El informe riguroso que elaboró la entonces Alta Comisionada para los derechos humanos de la ONU, Michelle Bachelet, basado en años de investigación y en documentos internos, leyes, políticas y declaraciones sobre políticas del gobierno chino, generó un importantísimo punto de referencia común a partir del cual deberían actuar los gobiernos. El hecho de que el informe se publicara solo en los últimos minutos del mandato de Bachelet es indicativo de la intensa presión ejercida por Beijing para que no viera la luz.

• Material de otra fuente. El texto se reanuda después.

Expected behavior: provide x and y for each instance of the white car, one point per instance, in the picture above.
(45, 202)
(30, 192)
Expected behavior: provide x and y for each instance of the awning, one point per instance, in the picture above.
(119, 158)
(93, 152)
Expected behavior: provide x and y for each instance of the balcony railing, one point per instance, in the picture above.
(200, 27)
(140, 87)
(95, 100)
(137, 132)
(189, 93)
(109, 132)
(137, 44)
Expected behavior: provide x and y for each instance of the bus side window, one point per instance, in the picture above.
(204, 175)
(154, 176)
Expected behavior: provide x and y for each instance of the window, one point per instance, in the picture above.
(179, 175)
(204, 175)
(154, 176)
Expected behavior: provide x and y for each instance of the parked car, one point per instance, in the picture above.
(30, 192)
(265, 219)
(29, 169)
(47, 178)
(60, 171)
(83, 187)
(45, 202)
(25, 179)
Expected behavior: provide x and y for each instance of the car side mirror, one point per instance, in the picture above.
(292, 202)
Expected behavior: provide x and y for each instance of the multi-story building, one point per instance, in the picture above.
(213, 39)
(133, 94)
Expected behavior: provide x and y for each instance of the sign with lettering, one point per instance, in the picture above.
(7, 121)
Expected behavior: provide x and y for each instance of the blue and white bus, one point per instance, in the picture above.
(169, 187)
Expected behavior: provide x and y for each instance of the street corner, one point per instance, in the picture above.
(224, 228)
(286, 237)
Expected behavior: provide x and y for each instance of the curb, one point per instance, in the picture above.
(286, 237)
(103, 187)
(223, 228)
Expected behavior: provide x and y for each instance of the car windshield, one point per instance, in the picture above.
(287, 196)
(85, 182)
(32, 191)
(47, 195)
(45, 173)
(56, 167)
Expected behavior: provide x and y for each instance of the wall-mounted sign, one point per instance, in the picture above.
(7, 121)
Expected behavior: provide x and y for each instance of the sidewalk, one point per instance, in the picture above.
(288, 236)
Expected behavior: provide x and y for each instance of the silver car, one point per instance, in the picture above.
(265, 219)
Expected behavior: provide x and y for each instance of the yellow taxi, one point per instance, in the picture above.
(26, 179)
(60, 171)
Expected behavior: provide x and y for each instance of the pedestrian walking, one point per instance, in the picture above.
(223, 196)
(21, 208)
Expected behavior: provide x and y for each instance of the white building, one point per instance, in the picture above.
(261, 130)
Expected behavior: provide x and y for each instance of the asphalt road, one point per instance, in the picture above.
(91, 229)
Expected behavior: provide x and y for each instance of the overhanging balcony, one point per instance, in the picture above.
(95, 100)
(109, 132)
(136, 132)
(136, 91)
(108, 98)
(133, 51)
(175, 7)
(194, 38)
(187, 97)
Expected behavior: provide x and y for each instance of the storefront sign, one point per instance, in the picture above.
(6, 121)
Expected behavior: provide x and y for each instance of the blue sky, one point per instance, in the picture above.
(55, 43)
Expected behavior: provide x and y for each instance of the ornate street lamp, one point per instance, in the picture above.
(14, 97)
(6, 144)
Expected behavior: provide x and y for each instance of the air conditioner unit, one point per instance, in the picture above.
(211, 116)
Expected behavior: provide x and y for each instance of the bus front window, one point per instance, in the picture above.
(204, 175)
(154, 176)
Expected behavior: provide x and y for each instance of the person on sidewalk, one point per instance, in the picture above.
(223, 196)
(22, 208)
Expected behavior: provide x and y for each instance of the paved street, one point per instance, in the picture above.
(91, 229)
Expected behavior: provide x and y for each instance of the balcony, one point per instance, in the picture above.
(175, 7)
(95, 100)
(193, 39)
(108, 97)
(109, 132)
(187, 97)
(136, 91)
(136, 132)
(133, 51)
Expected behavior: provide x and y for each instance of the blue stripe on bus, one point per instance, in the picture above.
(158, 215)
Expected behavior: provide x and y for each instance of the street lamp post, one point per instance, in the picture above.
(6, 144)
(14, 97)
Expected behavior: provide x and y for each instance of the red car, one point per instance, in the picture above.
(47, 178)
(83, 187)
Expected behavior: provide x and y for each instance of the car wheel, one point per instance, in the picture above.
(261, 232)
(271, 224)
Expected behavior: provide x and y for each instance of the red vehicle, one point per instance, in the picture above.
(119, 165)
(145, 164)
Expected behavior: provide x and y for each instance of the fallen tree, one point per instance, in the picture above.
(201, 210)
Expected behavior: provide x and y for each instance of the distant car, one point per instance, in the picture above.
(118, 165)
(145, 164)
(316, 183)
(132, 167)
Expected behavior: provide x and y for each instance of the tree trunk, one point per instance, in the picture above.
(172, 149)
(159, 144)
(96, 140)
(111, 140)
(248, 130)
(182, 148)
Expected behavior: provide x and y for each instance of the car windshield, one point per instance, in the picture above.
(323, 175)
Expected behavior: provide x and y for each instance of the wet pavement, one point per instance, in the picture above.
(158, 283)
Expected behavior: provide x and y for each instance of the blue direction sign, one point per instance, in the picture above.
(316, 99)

El informe propició una considerable movilización diplomática. Se presentó una resolución para abrir un debate sobre el informe ante el Consejo de Derechos Humanos, que no fue aceptada por apenas dos votos. Ese resultado fue el reflejo de la presión de Beijing sobre gobiernos como Indonesia —que manifestó que “no debemos cerrar nuestros ojos” al calvario que atraviesan los uigures y luego votó por “no”— así como su influencia sobre las acciones de aquellos Estados que se abstuvieron, como Argentina, India, México y Brasil. Sin embargo, los votos positivos de Somalia, Honduras y Paraguay, y el apoyo copatrocinado de Turquía y Albania, junto con 24 países mayormente occidentales, demuestra el potencial de forjar alianzas entre regiones y nuevas coaliciones para unirse y contrarrestar las expectativas de impunidad del gobierno chino.

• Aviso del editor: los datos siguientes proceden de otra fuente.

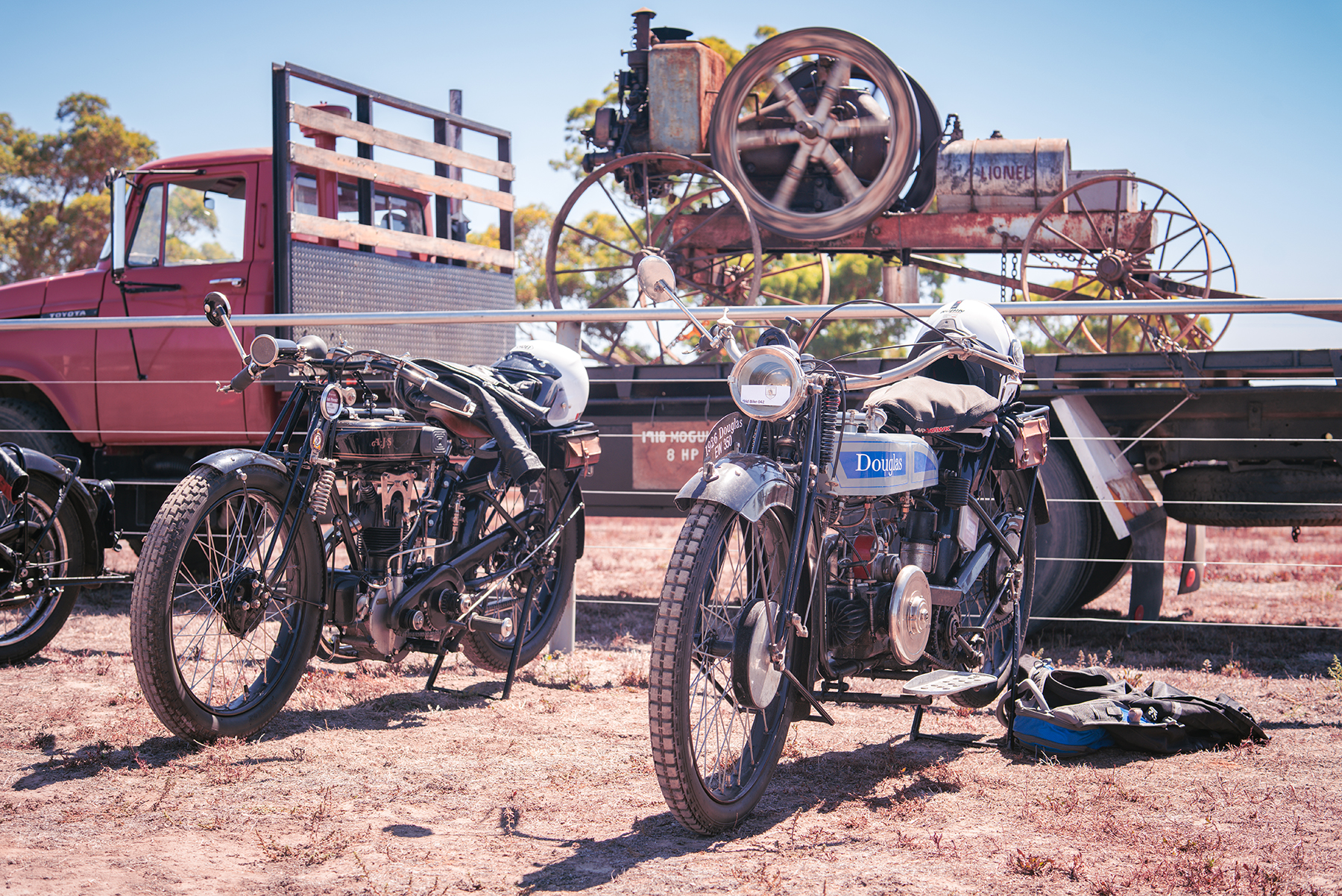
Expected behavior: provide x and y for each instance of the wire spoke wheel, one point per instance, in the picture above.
(819, 129)
(33, 613)
(1121, 238)
(548, 575)
(227, 604)
(651, 204)
(714, 751)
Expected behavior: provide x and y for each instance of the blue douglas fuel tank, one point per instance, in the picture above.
(875, 464)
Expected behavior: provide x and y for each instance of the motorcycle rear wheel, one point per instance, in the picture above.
(999, 491)
(553, 567)
(210, 664)
(34, 615)
(713, 755)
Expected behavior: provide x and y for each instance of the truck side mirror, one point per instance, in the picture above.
(218, 310)
(119, 221)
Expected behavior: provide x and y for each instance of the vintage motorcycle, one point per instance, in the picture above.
(53, 530)
(827, 545)
(446, 517)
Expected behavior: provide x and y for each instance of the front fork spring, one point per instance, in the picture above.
(321, 494)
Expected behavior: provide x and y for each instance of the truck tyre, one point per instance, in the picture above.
(37, 613)
(33, 426)
(1207, 495)
(1068, 542)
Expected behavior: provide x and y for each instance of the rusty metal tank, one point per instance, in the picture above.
(1000, 174)
(684, 81)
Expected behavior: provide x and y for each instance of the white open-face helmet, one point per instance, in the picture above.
(983, 324)
(567, 394)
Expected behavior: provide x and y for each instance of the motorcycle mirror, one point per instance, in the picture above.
(652, 273)
(218, 310)
(119, 221)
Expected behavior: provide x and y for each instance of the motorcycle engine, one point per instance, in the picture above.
(384, 508)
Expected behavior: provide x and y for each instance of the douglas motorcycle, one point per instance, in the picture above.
(827, 545)
(447, 521)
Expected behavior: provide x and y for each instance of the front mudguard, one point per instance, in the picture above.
(80, 498)
(746, 483)
(234, 459)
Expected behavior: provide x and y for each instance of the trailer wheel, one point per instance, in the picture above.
(1207, 495)
(1068, 542)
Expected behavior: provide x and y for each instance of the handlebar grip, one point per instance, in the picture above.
(245, 379)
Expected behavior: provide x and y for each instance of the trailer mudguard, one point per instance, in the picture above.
(746, 483)
(233, 459)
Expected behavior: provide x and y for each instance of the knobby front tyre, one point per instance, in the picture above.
(223, 622)
(713, 755)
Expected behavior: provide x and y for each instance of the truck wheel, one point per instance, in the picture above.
(31, 616)
(1068, 542)
(33, 426)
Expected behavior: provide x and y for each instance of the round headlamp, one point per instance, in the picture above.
(332, 401)
(768, 382)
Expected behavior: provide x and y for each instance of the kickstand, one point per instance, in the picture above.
(914, 733)
(518, 634)
(438, 666)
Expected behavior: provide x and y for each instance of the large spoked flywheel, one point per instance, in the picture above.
(819, 129)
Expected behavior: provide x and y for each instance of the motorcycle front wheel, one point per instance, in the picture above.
(223, 620)
(1001, 637)
(33, 615)
(550, 568)
(713, 751)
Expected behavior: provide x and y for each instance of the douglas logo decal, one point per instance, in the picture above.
(870, 464)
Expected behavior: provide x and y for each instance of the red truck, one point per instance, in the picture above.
(347, 233)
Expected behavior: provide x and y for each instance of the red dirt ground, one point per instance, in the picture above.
(365, 783)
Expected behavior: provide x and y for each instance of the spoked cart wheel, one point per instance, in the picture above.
(635, 207)
(819, 129)
(1118, 238)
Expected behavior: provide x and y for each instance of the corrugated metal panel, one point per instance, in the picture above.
(332, 280)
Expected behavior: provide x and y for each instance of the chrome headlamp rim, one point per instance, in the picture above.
(796, 376)
(332, 401)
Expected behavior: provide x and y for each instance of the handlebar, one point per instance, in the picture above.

La atención colectiva se ha enfocado en la precaria situación de Xinjiang en materia de derechos humanos, y esto ha llevado a Beijing a adoptar una postura defensiva. El gobierno chino está intensamente abocado a buscar pretextos para explicar su atroz comportamiento. El resultado alcanzado en Ginebra acentúa la responsabilidad de los líderes de la ONU de apoyar el informe y seguir monitoreando, documentando e informando acerca de la situación en Xinjiang y, más ampliamente, en China. Adoptar medidas menos significativas implicaría renunciar a un pilar fundamental de los derechos humanos que es la responsabilidad del sistema de la ONU de proteger a los musulmanes túrquicos en Xinjiang.

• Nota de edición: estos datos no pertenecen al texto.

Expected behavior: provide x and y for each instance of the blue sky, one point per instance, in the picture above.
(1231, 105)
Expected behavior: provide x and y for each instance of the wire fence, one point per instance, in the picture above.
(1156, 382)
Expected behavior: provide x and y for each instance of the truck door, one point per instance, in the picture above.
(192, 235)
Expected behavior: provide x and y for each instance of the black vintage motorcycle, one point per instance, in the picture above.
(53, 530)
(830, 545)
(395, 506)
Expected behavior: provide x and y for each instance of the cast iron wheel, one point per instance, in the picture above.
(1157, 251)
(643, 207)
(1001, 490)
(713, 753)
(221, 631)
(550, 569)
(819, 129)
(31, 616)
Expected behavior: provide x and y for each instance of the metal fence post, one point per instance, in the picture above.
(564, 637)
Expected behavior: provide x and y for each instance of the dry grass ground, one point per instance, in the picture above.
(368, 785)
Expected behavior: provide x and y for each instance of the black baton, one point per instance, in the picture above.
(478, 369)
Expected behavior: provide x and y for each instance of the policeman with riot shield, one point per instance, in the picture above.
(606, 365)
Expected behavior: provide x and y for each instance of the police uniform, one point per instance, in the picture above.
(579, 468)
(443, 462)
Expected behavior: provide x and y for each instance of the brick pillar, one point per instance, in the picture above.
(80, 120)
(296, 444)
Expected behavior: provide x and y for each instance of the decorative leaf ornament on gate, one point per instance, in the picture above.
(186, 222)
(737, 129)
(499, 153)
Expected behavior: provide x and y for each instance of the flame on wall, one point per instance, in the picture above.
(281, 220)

A su vez, a medida que crece el sentimiento de incomodidad por el ánimo represivo del gobierno chino, diversos gobiernos, incluidos Australia, Japón, Canadá, el Reino Unido, la Unión Europea y Estados Unidos, han procurado forjar alianzas en materia de comercio y seguridad con India, resguardándose tras su marca de “mayor democracia del mundo”. No obstante, el partido nacionalista hindú Bharatiya Janata al que pertenece el primer ministro Narendra Modi ha emulado muchos de los mismos abusos que permitieron al Estado chino, a través de la represión, afianzar su poder, y que incluyen la discriminación sistemática contra minorías religiosas, la represión del disenso pacífico y el uso de las tecnologías para suprimir la libre expresión.
Las concesiones aparentemente a la ligera que realizan los líderes mundiales en materia de derechos humanos, y que se plantean como el costo necesario de hacer negocios, no tienen en cuenta las implicaciones a largo plazo. Profundizar los lazos con el gobierno de Modi y soslayar su preocupante historial en materia de derechos humanos implica desperdiciar una posición de ventaja que permitiría proteger el valorado, pero cada vez más amenazado espacio cívico en el que se basa la democracia en la India.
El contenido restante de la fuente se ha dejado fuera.